L’islam des partisans d’Ali : le chiisme

Une étude du chiisme doit tenir compte de plusieurs faits : il n’est pas spécifiquement iranien ; il a une longue histoire ; loin d’être unifié, il se subdivise en maints rameaux ; tous les mouvements religieux ou toutes les sectes qui se réclament de lui ou qu’on lui attribue ne relèvent pas de lui. Elle implique aussi qu’on l’oppose au sunnisme dont il est sorti, contre lequel il s’est dressé, qu’il a manqué vaincre, mais qui en définitive l’a emporté puisqu’il est professé de nos jours par 85 à 89 % des musulmans.
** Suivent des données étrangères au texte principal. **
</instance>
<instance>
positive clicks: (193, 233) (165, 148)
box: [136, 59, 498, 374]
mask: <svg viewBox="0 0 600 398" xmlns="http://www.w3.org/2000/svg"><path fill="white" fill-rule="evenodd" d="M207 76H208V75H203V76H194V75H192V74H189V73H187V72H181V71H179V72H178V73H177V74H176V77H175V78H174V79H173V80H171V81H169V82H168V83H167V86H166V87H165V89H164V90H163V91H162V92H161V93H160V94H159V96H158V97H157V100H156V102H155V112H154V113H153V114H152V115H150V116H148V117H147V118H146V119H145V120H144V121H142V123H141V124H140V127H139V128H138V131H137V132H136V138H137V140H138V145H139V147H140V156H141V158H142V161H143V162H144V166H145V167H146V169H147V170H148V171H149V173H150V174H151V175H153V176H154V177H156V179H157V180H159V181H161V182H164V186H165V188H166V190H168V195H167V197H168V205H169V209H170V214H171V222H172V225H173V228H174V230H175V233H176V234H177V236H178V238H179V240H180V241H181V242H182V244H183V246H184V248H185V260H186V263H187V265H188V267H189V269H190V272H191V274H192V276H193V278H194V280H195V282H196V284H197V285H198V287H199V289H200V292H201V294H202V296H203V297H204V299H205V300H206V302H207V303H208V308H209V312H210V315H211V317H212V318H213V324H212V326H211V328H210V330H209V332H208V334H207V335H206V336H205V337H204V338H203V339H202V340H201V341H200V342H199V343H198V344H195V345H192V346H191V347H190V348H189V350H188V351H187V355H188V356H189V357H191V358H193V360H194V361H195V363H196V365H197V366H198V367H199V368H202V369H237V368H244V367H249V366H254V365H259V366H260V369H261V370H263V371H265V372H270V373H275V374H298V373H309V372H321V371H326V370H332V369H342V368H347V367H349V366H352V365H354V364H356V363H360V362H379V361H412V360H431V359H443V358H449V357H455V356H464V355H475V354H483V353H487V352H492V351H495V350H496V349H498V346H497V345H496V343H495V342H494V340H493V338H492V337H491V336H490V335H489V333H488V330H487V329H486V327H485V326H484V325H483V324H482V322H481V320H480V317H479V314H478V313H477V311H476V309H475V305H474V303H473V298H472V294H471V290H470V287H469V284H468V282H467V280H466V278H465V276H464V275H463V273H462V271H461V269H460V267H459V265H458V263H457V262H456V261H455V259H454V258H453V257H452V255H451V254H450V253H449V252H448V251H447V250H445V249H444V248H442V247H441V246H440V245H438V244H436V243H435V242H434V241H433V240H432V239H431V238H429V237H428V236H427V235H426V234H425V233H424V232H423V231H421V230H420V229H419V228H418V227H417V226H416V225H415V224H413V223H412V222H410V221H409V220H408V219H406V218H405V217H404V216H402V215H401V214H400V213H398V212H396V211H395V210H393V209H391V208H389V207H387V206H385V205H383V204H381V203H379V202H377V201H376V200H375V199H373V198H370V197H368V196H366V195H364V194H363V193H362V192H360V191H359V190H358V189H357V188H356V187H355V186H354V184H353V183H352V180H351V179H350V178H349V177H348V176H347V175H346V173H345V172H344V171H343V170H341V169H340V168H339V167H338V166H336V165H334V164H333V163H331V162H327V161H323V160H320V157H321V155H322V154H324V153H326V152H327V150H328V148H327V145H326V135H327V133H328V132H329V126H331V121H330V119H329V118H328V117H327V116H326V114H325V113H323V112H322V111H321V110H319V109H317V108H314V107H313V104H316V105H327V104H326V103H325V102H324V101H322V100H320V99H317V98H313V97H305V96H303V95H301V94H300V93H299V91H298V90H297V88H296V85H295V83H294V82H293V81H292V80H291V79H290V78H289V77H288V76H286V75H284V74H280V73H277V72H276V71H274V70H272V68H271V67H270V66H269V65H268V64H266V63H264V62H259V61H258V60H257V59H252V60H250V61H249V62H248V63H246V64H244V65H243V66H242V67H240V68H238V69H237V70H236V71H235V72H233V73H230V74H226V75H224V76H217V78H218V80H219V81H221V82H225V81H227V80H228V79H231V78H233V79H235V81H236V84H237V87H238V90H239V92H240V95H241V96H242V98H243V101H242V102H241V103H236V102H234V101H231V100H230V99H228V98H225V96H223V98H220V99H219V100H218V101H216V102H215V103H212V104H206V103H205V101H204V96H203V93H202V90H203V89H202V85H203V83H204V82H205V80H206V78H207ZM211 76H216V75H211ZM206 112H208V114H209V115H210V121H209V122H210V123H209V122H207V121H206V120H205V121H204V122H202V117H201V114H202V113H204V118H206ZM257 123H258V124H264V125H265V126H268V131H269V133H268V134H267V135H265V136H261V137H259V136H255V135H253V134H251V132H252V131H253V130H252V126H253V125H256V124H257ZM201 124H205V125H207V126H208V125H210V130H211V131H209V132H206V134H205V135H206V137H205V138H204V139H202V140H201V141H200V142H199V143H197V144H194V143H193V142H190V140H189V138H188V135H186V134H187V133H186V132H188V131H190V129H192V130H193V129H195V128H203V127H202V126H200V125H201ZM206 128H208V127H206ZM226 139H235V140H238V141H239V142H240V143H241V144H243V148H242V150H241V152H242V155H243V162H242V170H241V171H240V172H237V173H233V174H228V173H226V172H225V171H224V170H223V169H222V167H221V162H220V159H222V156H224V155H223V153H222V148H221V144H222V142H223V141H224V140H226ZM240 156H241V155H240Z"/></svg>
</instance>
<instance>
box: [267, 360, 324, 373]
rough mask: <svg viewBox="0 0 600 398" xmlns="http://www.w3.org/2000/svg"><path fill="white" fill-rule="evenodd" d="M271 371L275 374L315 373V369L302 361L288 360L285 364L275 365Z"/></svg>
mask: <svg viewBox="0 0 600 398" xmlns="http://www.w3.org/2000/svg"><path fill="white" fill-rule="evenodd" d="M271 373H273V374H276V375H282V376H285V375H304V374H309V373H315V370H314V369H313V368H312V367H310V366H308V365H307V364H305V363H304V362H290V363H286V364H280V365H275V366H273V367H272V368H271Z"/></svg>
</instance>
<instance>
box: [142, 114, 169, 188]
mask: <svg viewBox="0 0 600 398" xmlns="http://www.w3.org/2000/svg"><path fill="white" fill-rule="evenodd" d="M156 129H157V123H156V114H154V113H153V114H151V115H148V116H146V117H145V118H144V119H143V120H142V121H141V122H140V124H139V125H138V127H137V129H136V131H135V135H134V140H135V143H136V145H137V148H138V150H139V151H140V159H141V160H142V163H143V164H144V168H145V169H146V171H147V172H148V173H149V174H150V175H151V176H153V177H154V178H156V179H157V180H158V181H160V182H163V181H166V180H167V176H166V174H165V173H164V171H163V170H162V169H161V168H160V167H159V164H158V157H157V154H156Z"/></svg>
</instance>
Des liens non exclusifs avec l’Iran

Me tromperais-je en disant que, à l’évocation du chiisme, deux idées s’imposent à nous : d’une part celle de l’Iran, d’autre part celle d’une doctrine intransigeante, violente, rétrograde ?
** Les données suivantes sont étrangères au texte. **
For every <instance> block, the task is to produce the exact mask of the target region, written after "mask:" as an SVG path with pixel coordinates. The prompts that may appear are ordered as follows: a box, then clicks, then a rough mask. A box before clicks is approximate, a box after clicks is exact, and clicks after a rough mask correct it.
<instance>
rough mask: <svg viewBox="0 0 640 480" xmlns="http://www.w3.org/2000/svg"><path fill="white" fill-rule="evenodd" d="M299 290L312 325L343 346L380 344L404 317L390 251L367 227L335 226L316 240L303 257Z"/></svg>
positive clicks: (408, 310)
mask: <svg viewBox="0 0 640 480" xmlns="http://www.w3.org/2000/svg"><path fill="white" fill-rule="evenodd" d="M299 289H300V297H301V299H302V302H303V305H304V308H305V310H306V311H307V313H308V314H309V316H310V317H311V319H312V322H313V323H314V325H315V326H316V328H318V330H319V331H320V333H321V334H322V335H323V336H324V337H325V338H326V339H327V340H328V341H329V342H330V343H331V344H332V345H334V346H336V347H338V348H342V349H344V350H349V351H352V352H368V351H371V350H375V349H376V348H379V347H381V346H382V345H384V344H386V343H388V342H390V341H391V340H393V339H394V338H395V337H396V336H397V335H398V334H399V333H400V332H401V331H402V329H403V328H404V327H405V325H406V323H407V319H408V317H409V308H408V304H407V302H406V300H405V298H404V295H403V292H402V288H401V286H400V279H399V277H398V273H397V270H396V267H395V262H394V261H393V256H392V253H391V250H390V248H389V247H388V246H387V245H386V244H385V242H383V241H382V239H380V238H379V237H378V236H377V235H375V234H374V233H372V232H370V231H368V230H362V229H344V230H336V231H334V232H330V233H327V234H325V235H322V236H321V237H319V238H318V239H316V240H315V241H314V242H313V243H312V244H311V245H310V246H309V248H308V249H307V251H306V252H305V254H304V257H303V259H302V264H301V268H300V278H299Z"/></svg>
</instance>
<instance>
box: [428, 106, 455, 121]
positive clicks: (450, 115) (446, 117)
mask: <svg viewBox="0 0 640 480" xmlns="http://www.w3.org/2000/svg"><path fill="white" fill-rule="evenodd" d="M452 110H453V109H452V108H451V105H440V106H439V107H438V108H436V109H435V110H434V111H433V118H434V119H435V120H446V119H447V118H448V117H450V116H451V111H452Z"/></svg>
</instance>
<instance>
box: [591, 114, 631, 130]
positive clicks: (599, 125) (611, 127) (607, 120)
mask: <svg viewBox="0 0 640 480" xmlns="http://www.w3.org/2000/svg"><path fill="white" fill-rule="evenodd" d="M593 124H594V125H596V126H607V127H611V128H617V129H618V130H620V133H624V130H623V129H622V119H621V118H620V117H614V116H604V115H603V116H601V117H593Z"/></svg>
La première peut en partie se justifier parce que des liens étroits et forts existent entre ce pays et la religion professée par la grande majorité de sa population, quelque 80 à 82 %. Elle n’en est pas moins erronée. Le chiisme a pris naissance en pays arabe, s’est exprimé en arabe, a ses principaux lieux saints sur un sol arabe ; ceux qui l’ont institué, dirigé, qu’il vénère et auxquels il se réfère furent des Arabes. Quelques-unes de ses grandes réalisations politiques se constituèrent loin de l’Iran et sans lui, tel le califat fatimide, né en notre actuelle Tunisie et transféré au Xe siècle au Caire où il atteignit une haute prospérité : c’est lui qui fonda la grande métropole, y ouvrit la prestigieuse université d’Al-Azhar et y construisit maints de ses plus grandioses monuments. Enfin, aujourd’hui encore, il y a un peu plus de chiites hors des frontières de la République islamique iranienne qu’en son sein : population de l’Azerbaïdjan du Caucase, ex-soviétique, importantes minorités en Inde, au Pakistan, en Syrie, au Liban, en Afghanistan, en Arabie même – pour ne pas parler de la Turquie où leur nombre n’a jamais pu être établi de façon précise, mais où ils constituent entre 15 et 40 % de la population.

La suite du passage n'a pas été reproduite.